The chief goal of the IoT network project is to provide all New Yorkers access to the Internet. That is because while densely populated areas, suburbs, and major transportation routes are already being fitted with wireline and wireless broadband infrastructures, rural areas still suffer from spotty access to broadband and often lack cellular service.
“You need to create a reliable internet of things infrastructure to handle a digital world,” said Max Zhang, a professor in Cornell’s Sibley School of Mechanical and Aerospace Engineering and the project’s principal investigator. “This is an opportunity for rural communities. You cannot have a digital revolution in digital darkness.”
With that in mind, the statewide IoT network should provide uniform network connectivity to a system that reaches all residents. What that is expected to do is use the LPWAN architecture to support a long potential list of IoT applications that have the following characteristics: long-range, low-power, and low-bandwidth.
The following anticipated IoT applications to be supported on the statewide net include:
- Remote meter reading for utility firms
- Traffic monitoring
- Realtime road and flood monitoring
- Crop and livestock monitoring for farmers
- Building management
LPWAN selling points
The designers and creators of the New York statewide IoT network selected LPWAN technology for the network for several reasons.
- The technology is long since tried and true as a staple by entire vertical industries (oil and gas and utilities among them) to monitor and manage their pipelines and transmission facilities.

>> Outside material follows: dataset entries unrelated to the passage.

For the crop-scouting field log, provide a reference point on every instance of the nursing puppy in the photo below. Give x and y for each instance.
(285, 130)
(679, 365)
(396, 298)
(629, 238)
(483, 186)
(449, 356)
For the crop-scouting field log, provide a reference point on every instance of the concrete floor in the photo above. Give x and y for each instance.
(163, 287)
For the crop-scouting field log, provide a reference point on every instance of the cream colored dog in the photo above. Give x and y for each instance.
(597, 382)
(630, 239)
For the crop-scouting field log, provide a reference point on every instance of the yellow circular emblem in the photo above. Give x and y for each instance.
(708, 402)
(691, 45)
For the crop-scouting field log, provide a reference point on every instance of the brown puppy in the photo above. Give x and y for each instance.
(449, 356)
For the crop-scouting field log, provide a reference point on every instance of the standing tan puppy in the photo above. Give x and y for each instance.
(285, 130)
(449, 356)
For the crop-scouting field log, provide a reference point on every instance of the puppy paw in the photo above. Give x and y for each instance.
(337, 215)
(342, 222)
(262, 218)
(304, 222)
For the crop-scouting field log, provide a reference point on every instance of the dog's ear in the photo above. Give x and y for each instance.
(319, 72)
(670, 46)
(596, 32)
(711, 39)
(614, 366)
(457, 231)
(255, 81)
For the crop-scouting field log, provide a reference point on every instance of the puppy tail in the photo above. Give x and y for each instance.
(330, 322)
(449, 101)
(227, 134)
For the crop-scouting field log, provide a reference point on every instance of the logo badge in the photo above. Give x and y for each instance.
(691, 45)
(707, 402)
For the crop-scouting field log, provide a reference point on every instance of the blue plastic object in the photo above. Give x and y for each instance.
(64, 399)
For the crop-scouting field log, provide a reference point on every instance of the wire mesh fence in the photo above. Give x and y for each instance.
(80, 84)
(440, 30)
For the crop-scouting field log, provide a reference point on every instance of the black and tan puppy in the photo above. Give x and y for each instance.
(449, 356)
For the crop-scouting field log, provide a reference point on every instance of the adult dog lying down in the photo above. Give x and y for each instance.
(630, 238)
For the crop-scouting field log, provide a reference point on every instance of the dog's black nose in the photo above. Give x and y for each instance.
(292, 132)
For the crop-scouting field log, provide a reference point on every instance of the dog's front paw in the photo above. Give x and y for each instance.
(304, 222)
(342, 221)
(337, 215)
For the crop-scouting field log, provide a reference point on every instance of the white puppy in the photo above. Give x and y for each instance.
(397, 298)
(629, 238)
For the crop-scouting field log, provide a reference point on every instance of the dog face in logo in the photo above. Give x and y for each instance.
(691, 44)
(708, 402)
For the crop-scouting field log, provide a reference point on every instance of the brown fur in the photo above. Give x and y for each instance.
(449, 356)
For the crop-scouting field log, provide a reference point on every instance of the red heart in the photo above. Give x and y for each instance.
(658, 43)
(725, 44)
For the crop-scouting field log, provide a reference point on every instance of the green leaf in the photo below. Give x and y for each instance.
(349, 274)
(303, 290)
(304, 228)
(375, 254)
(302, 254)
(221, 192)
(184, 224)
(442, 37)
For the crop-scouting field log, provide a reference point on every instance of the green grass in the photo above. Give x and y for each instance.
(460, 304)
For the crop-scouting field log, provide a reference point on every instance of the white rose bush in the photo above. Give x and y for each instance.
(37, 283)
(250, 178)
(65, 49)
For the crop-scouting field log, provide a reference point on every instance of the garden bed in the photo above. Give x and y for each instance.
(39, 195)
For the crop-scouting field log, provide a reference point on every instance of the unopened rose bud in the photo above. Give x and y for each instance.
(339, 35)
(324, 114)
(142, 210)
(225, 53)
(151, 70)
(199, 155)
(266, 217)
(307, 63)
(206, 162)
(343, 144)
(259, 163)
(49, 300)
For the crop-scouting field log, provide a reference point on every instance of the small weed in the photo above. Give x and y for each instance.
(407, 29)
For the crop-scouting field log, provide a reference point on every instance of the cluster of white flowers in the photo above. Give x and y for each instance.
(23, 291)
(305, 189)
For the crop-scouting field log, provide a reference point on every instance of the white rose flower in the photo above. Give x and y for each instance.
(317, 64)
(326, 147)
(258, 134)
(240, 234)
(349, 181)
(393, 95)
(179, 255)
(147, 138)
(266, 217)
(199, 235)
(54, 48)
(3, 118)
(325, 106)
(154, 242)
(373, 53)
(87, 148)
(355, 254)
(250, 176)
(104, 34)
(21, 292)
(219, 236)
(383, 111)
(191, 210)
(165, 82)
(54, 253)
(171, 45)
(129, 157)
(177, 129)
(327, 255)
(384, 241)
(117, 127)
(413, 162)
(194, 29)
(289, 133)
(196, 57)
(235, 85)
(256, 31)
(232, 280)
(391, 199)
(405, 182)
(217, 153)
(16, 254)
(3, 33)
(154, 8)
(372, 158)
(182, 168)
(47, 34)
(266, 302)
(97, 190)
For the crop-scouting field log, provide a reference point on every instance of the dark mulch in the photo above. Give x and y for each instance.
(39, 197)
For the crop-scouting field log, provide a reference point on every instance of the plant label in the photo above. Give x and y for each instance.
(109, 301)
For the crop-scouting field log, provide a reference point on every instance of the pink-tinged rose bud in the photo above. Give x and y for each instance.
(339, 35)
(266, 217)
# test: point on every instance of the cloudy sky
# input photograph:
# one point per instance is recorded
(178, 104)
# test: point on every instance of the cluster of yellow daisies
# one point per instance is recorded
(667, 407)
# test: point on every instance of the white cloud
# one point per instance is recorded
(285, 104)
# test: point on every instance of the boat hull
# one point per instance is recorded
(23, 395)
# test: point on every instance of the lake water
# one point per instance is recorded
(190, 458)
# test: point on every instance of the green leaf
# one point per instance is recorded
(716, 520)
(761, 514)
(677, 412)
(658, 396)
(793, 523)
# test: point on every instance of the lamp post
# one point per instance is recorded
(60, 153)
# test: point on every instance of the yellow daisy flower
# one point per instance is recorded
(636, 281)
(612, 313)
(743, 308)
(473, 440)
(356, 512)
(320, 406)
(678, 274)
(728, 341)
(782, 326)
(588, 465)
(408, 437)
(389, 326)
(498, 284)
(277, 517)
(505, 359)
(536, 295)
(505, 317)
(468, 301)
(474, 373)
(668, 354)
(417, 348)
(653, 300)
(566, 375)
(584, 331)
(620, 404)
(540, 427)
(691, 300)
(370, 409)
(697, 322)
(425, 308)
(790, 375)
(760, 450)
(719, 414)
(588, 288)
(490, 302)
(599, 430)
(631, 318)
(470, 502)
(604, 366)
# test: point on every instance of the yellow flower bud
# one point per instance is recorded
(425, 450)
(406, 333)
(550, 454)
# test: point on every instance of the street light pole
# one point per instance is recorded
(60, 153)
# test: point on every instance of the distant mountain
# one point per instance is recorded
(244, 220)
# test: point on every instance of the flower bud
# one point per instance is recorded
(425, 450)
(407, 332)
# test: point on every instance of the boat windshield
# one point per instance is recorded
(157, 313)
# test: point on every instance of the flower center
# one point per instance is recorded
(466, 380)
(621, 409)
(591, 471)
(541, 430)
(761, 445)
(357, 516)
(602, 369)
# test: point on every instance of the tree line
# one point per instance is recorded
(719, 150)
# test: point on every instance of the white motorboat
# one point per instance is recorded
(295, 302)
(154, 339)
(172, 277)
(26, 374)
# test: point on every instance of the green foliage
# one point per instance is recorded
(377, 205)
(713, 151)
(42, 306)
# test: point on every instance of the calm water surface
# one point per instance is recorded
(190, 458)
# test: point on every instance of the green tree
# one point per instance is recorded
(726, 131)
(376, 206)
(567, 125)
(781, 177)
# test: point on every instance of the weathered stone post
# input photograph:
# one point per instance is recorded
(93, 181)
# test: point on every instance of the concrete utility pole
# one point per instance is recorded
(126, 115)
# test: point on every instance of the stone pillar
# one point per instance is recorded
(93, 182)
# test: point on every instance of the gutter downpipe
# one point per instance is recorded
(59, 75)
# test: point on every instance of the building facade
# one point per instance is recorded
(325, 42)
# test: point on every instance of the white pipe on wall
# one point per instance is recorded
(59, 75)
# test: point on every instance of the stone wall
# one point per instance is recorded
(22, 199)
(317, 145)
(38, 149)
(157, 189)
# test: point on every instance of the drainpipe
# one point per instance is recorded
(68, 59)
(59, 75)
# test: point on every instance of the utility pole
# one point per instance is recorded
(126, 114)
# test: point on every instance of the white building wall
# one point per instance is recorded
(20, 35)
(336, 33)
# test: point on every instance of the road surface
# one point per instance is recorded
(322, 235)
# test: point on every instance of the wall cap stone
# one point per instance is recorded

- LPWAN networks are anything but expensive as their core components; sensors and long-life battery-powered, attached devices are inexpensive can run for a decade without replacements.
- These battery-powered devices, such as sensors, transmit a small amount of data, typically to a central or regional location. This keeps bandwidth usage charges low.
Early returns
Early on, Tompkins County began providing its residents with free IoT access, according to Ken Schlather, executive director of the Tompkins branch of the CCE, who is expected to coordinate the networking project’s community engagement with each county in New York. He claimed a pilot program of IoT-enabled commercial buildings reported energy cost savings of between 15% and 30%, which he added, was similar to results from its other, larger studies.
The statewide IoT network undertaking is also an educational effort, wrote the NSF in the grant’s abstract. "This project not only creates the first introductory course in IoT at Cornell University but also expands the engaged learning opportunities to citizen across [New York State] through innovative, community-based learning hubs; a model that can be replicated across the U.S.”